I wasn’t the only one that used Starbucks as an opportunity to meet people. The retailer has a whole business built around the idea of creating a “third place,” somewhere that customers feel is a comfortable extension of their home, a real-life Cheers where everyone—or at least your regular barista—knows your name (if only because they write it on a cup every morning). During my stint at the coffee bar, I made friends with a number of customers who stopped by daily, looking for the same thing I was: a human connection.
But a new coffee shop opening today in San Francisco has the exact opposite in mind: Instead of getting your daily cup of joe from a friendly barista, you’ll get it from a robot.
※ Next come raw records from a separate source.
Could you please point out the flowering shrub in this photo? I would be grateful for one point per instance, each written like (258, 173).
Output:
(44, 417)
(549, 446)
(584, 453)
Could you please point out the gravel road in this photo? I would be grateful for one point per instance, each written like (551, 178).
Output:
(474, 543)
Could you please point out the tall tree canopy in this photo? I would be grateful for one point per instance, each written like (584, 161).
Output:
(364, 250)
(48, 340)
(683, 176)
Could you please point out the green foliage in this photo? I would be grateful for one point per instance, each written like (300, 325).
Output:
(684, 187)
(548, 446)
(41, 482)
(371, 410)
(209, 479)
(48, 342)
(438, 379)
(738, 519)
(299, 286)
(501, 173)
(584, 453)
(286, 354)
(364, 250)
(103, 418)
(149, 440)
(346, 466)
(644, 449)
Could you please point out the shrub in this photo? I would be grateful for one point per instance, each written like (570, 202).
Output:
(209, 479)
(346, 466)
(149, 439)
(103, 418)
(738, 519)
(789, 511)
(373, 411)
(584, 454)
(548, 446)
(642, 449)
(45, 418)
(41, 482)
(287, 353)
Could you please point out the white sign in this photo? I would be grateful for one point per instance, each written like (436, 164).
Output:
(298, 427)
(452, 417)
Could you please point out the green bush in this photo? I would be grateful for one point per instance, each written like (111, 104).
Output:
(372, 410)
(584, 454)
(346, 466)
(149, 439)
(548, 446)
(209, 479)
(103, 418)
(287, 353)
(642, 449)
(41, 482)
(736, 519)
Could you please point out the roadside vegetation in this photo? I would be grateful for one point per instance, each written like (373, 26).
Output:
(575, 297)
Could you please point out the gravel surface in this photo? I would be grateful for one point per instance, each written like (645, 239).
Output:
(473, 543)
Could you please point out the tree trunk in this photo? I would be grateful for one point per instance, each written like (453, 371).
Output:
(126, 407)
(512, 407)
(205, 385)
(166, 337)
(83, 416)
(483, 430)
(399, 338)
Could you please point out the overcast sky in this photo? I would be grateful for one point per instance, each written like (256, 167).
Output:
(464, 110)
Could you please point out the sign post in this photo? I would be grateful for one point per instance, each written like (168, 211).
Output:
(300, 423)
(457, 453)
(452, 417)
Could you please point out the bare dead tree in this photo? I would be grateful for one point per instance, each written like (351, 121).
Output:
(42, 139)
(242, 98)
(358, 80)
Called Cafe X, the small shop inside San Francisco’s Metreon shopping center allows customers to place orders via smartphone or an iPad kiosk. The orders are prepared and delivered by a robo-barista. The place is not so much a coffee shop as a fully enclosed kiosk that looks like a hybrid between a café and a vending machine. Inside are two WMF espresso machines that can make one of seven different beverages, each offered with three different coffee options from local roasters, as well as organic milk and add-on features like syrups. Drinks are all served in eight-ounce cups and cost between $2 and $3. (Drinks are available in that particular size only for quality control. The roasters the company works with endorsed it as the best ratio of coffee to milk. Adding additional sizes in the future is a possibility.)
The privately backed company has raised $5 million in seed funding from investors including The Thiel Foundation, Social Capital, Khosla Ventures, Jason Calacanis, and Felicis Ventures. A Cafe X in Hong Kong (next to a Starbucks) that’s been in operation for a month currently serves more than 1,000 cups a week.